Saat langkah mengalun mengiringgi hari, saat itu pula sebuah tuntutan jiwa harus tertekad dengan sebuah harap yang benar-benar diperjuangkan. Kehidupan itu semakin kita coba mengali semakin dalam pula aspek yang perlu kita kuasai. 
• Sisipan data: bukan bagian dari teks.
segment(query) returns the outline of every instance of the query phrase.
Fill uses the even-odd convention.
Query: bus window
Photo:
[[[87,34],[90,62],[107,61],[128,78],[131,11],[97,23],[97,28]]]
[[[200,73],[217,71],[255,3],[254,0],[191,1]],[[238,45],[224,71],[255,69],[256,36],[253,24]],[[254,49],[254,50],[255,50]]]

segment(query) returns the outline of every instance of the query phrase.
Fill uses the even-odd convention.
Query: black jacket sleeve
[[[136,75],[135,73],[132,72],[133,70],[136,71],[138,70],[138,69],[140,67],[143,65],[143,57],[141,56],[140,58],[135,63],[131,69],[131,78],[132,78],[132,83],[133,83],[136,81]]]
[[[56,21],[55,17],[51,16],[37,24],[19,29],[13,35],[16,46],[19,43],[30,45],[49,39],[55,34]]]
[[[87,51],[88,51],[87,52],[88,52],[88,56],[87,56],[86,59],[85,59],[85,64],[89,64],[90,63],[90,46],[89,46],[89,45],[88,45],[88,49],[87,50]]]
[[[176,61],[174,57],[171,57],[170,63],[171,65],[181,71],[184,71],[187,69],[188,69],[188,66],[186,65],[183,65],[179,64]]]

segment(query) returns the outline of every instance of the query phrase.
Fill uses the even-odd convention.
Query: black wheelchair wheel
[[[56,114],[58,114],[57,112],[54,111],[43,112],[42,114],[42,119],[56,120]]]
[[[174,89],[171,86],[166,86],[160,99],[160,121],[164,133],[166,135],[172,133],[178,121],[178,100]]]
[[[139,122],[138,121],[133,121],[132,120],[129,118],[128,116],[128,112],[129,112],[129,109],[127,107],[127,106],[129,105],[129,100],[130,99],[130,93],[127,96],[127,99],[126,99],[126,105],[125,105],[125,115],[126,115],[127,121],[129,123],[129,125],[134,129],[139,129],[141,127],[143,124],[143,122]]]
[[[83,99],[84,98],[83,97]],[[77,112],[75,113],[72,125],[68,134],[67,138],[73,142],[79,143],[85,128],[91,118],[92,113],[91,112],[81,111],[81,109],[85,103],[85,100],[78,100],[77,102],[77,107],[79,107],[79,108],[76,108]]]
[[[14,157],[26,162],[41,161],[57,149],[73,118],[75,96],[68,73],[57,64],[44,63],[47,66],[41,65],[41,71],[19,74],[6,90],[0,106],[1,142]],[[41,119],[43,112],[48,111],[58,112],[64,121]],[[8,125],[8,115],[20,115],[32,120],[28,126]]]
Tak ada yang bisa memastikan kapan jasad akan berpisah dengan roh. Kapan jasad akan terbujur tanpa bisa bergerak dan memberontak. Hidup itu bagai kilatan cahaya semakin tajam kita menatap semakin silau juga pandang yang menghalang. 

Kuncinya harus selalu percaya bahwa apa yang sedang kita titi saat ini suatu saat nanti bisa membawa kita pada penghujung yang benar-benar cerah. Jatuh itu biasa, sakit itu wajar, dan kecewa itu pasti ada tapi, jika kita terus larut dalam sebuah rasa yang membuat kita semakin risau kita seharusnya terus berusaha agar rasa yang mengganggu itu bisa enyah tanpa berbekas. 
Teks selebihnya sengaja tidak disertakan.